On Tue, 26 Apr 2005, Richard Poynder wrote:
> my point was that many in this 85% group of authors are still parked
> because the rights situation is uncertain and they don't want a traffic cop
> to pull them in when/if they move on to the highway. So let's clarify the
> rights and allow the parked authors to move off into the self-archiving fast
> lane - so long, of course, as they have been mandated to self-archive by
> their funders. Since funders also have it in their power to clarify the
> rights situation - by insisting that researchers retain sufficient rights to
> self-archive - they can apparently achieve both aims at one fell swoop.

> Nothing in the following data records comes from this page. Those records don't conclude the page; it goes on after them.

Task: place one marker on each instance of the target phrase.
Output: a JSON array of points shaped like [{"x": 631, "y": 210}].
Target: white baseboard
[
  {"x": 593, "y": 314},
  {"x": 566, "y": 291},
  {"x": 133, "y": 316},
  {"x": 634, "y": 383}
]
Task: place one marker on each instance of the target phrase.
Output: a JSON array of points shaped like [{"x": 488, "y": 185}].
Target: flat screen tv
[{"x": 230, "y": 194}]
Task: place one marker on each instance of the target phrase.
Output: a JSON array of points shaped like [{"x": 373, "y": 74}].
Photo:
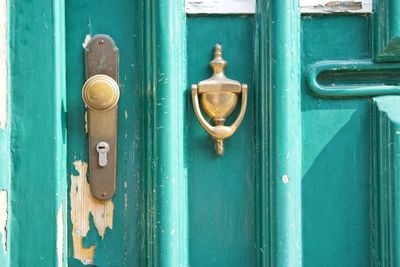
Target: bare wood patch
[
  {"x": 82, "y": 205},
  {"x": 3, "y": 217},
  {"x": 3, "y": 64}
]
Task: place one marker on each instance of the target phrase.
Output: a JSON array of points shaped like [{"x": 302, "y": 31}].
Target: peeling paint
[
  {"x": 220, "y": 7},
  {"x": 249, "y": 6},
  {"x": 329, "y": 6},
  {"x": 3, "y": 64},
  {"x": 3, "y": 217},
  {"x": 60, "y": 236},
  {"x": 82, "y": 205}
]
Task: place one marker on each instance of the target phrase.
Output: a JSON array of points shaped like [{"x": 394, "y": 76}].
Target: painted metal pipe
[{"x": 368, "y": 89}]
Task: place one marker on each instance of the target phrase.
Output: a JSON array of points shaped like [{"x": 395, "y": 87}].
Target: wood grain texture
[{"x": 3, "y": 64}]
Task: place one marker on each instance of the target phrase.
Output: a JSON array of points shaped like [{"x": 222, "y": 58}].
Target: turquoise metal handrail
[{"x": 344, "y": 91}]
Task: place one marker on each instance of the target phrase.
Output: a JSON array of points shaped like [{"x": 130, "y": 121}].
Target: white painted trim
[
  {"x": 3, "y": 63},
  {"x": 249, "y": 6},
  {"x": 220, "y": 6}
]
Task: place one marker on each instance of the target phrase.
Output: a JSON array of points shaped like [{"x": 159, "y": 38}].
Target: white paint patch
[
  {"x": 60, "y": 236},
  {"x": 3, "y": 64},
  {"x": 86, "y": 41},
  {"x": 285, "y": 179},
  {"x": 249, "y": 6},
  {"x": 82, "y": 205},
  {"x": 3, "y": 217},
  {"x": 220, "y": 6}
]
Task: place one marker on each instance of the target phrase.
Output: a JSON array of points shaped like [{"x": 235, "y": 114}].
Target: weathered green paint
[
  {"x": 385, "y": 189},
  {"x": 352, "y": 78},
  {"x": 307, "y": 180},
  {"x": 281, "y": 59},
  {"x": 37, "y": 131},
  {"x": 336, "y": 149},
  {"x": 166, "y": 84},
  {"x": 386, "y": 31}
]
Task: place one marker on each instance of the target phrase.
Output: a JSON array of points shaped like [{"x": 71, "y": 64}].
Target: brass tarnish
[
  {"x": 218, "y": 98},
  {"x": 101, "y": 94}
]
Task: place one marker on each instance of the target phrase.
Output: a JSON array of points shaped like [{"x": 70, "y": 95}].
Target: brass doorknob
[
  {"x": 218, "y": 98},
  {"x": 100, "y": 92}
]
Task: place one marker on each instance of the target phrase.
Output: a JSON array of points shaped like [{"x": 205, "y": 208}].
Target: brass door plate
[{"x": 101, "y": 94}]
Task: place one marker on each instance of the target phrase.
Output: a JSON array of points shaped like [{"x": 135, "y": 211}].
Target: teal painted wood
[
  {"x": 38, "y": 133},
  {"x": 5, "y": 176},
  {"x": 166, "y": 84},
  {"x": 336, "y": 150},
  {"x": 385, "y": 189},
  {"x": 353, "y": 78},
  {"x": 386, "y": 31},
  {"x": 221, "y": 190},
  {"x": 281, "y": 59}
]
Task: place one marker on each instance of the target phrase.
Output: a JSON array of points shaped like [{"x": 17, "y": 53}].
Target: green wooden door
[{"x": 309, "y": 179}]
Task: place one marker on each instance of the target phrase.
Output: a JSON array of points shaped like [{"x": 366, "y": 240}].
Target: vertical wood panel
[
  {"x": 3, "y": 63},
  {"x": 166, "y": 83},
  {"x": 279, "y": 48},
  {"x": 37, "y": 128}
]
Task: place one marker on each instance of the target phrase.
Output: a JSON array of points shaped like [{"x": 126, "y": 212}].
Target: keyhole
[{"x": 103, "y": 148}]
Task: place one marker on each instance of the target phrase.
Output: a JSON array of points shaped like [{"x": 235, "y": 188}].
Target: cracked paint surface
[
  {"x": 60, "y": 236},
  {"x": 82, "y": 205},
  {"x": 3, "y": 217},
  {"x": 3, "y": 64}
]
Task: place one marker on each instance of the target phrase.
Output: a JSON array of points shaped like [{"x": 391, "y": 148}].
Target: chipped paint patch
[
  {"x": 82, "y": 205},
  {"x": 60, "y": 236},
  {"x": 285, "y": 179},
  {"x": 220, "y": 6},
  {"x": 3, "y": 64},
  {"x": 329, "y": 6},
  {"x": 3, "y": 217}
]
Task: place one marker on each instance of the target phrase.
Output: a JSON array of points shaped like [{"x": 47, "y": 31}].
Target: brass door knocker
[{"x": 218, "y": 98}]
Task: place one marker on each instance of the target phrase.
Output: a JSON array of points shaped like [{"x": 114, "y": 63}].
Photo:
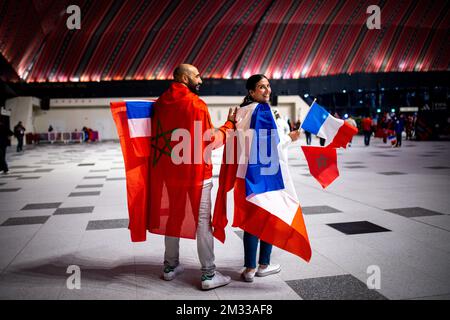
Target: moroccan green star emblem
[
  {"x": 322, "y": 161},
  {"x": 166, "y": 148}
]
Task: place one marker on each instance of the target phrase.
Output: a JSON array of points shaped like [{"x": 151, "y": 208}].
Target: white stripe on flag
[
  {"x": 330, "y": 128},
  {"x": 279, "y": 203},
  {"x": 139, "y": 127}
]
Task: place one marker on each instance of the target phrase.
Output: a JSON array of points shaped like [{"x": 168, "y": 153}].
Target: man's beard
[{"x": 193, "y": 87}]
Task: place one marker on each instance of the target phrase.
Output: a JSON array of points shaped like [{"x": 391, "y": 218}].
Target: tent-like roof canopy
[{"x": 137, "y": 40}]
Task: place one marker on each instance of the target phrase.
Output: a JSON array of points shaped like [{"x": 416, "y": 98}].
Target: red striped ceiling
[{"x": 136, "y": 40}]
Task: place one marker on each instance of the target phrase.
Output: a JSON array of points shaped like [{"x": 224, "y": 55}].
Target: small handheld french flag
[
  {"x": 336, "y": 132},
  {"x": 139, "y": 113}
]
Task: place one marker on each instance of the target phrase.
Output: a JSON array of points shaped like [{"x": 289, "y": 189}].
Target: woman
[{"x": 259, "y": 91}]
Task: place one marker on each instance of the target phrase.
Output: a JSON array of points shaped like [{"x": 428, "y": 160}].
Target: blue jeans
[{"x": 250, "y": 246}]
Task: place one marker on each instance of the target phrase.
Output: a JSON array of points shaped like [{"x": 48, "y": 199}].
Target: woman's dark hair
[{"x": 251, "y": 85}]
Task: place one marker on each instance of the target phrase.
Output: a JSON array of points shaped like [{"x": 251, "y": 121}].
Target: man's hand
[
  {"x": 232, "y": 115},
  {"x": 294, "y": 135}
]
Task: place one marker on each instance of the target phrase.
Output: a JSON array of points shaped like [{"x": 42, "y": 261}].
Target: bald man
[{"x": 181, "y": 194}]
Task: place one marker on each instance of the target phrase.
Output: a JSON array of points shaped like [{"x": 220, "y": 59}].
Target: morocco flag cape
[
  {"x": 164, "y": 177},
  {"x": 176, "y": 188}
]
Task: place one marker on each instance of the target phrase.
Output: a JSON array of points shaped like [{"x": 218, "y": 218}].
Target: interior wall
[{"x": 70, "y": 118}]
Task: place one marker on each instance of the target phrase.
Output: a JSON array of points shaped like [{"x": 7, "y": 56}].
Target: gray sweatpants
[{"x": 205, "y": 239}]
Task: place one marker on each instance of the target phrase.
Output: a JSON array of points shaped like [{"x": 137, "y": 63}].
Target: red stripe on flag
[
  {"x": 268, "y": 227},
  {"x": 322, "y": 163},
  {"x": 343, "y": 136}
]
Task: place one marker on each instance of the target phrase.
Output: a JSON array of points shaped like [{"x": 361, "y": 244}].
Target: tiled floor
[{"x": 65, "y": 205}]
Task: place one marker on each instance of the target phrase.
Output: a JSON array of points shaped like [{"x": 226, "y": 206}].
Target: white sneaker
[
  {"x": 248, "y": 276},
  {"x": 170, "y": 273},
  {"x": 215, "y": 281},
  {"x": 270, "y": 269}
]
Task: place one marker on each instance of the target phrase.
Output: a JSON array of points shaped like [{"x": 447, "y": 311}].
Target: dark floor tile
[
  {"x": 391, "y": 173},
  {"x": 107, "y": 224},
  {"x": 73, "y": 210},
  {"x": 95, "y": 177},
  {"x": 84, "y": 186},
  {"x": 342, "y": 287},
  {"x": 84, "y": 194},
  {"x": 384, "y": 155},
  {"x": 357, "y": 227},
  {"x": 319, "y": 210},
  {"x": 43, "y": 170},
  {"x": 37, "y": 206},
  {"x": 414, "y": 212},
  {"x": 9, "y": 190},
  {"x": 25, "y": 220},
  {"x": 22, "y": 172}
]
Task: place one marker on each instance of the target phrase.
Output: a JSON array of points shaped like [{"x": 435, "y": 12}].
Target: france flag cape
[
  {"x": 132, "y": 119},
  {"x": 265, "y": 201}
]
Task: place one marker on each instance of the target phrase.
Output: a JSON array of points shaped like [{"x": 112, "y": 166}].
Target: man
[
  {"x": 180, "y": 202},
  {"x": 366, "y": 124},
  {"x": 19, "y": 133},
  {"x": 5, "y": 133}
]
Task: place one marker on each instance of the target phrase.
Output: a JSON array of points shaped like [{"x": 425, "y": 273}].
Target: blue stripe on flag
[
  {"x": 255, "y": 181},
  {"x": 139, "y": 109},
  {"x": 315, "y": 118}
]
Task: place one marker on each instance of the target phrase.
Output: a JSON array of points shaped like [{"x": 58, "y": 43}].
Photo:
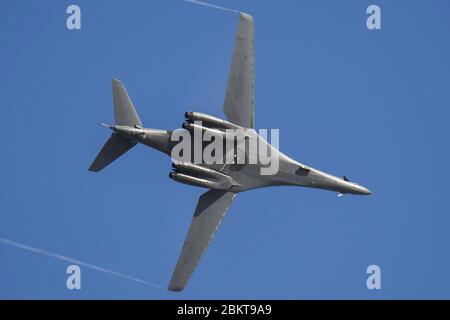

Perhaps this allegory (in which author/researchers are cast
as delivery-truck drivers, delivering research impact for their
employers/funders) will help get the logic of the situation into better
focus:
U-HAUL ALLEGORY
When 85% of delivery-truck drivers are parked motionless facing
traffic-lights, 92% of which are green, one need not (1) seek a court
ruling on the legality of going ahead on green! Nor need one (2) seek,
for each individual driver, the personal legal right to turn the light
green at will of his own accord, when 92% are already green! The
drivers' paymasters can propel them into motion by reminding them
of the logical and legal contingency between green lights and going
ahead as well as the professional and practical contingency between
one's salary and making one's deliveries....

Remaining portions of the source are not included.